Bulk sync to node XXX timed out docker swarm

congchinh262 · June 3, 2022, 3:23pm

I having some problem with my node worker. I have 1 manager and 9 worker nodes from different IP range with manager node, and my problem is my service deployed on A node(this node having some trouble) does seem to communicate with other node in my swarm. I have opened connection both way from A node to all my swarm node but it doesn’t seem working.
All I got is this error message when I view Docker logs: time=“2022-06-03T21:55:22.399445386+06:30” level=error msg=“Bulk sync to node eb8646bd85de timed out”.

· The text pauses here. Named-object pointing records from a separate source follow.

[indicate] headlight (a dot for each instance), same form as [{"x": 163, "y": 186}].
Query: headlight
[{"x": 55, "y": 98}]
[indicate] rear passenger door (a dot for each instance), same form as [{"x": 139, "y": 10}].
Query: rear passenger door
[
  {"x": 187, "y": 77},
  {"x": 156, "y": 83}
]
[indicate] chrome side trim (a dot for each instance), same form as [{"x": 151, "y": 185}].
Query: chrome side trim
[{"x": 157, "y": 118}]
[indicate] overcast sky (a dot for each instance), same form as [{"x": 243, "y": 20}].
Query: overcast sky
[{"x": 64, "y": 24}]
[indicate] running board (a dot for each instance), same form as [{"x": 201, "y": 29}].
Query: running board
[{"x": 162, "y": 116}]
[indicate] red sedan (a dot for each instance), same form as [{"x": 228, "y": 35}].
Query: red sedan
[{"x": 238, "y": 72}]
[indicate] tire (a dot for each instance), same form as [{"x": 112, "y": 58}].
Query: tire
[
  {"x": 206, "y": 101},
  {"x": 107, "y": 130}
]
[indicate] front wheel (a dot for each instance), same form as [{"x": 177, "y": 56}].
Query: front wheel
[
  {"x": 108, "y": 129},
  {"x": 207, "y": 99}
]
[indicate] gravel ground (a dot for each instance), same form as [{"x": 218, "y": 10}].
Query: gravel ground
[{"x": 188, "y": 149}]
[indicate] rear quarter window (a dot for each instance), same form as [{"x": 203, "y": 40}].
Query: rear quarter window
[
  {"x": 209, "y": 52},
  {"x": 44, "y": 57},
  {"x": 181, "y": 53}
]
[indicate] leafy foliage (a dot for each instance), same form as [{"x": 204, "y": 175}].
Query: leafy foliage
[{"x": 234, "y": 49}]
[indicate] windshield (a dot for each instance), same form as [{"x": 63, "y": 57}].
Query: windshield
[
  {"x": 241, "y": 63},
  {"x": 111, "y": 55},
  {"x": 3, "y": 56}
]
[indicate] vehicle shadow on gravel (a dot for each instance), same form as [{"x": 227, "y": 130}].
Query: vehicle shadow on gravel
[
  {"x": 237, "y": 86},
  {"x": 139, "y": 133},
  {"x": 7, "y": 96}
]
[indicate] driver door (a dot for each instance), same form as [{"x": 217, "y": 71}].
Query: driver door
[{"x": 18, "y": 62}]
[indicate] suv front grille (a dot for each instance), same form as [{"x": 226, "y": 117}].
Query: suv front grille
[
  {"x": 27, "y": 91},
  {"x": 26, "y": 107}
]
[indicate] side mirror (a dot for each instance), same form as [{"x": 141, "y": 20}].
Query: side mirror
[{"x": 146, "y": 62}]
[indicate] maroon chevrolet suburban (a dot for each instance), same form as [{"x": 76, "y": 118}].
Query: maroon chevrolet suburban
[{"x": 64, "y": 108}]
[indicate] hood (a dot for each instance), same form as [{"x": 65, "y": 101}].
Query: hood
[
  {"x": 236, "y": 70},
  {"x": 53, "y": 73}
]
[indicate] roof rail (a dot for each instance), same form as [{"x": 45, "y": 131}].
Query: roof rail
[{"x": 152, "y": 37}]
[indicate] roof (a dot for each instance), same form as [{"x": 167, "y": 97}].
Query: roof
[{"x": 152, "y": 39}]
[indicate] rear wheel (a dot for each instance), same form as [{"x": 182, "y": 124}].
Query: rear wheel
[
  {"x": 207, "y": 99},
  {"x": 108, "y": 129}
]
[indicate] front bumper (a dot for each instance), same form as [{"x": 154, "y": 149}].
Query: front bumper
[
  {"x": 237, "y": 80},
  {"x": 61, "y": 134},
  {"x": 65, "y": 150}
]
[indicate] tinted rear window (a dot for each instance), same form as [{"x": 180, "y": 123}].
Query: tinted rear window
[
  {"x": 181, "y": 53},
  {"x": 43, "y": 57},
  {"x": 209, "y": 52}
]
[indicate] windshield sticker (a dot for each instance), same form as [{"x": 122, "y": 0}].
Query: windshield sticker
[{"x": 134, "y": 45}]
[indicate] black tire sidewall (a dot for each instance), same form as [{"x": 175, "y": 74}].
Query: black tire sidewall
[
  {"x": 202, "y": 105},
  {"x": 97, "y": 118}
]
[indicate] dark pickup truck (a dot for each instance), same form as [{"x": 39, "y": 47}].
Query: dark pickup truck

I’m using Docker version: 20.10.16 on A node and 19.03.9 on manager node.
All my machine is using CentOS 7.

rimelek · June 3, 2022, 9:29pm

Have you tried to search for this message? There are multiple reports related to this. They say it might be that a required port is not accessible. I realize that not all of the related issues have a solution, so I quote which may be more helpful:

Bulk sync to node XYZ timed out · Issue #40337 · moby/moby · GitHub

What I would do:

Go to the node (SSH) and check if docker is running properly (You have probably done that already)
Check if Docker Swarm is listening on its ports: Open protocols and ports between the hosts
You can use netstat to check the ports
Try to check if you can access those ports locally. You can use telnet or netcat for that.
Try to check the ports from an an other node…
Configure your firewall if that is the problem

meyay · June 5, 2022, 3:34pm

To extend on @rimelek’s post: make sure that the subnets (what you call “different IP range”) allow low-latency network connections amongst all nodes. Swarm uses RAFT for cluster membership and coordination, which itself relies on low-latency networking for stable operation - everything else will be brittle.

For instance: running swarm cluster nodes in different availability zones inside a region of a cloud provider works like a charm, but running swarm cluster nodes in different regions is brittle, even worse if the nodes are spread accross different cloud providers… All that scenarios have in common that the nodes are in different subnets (like in your scenario).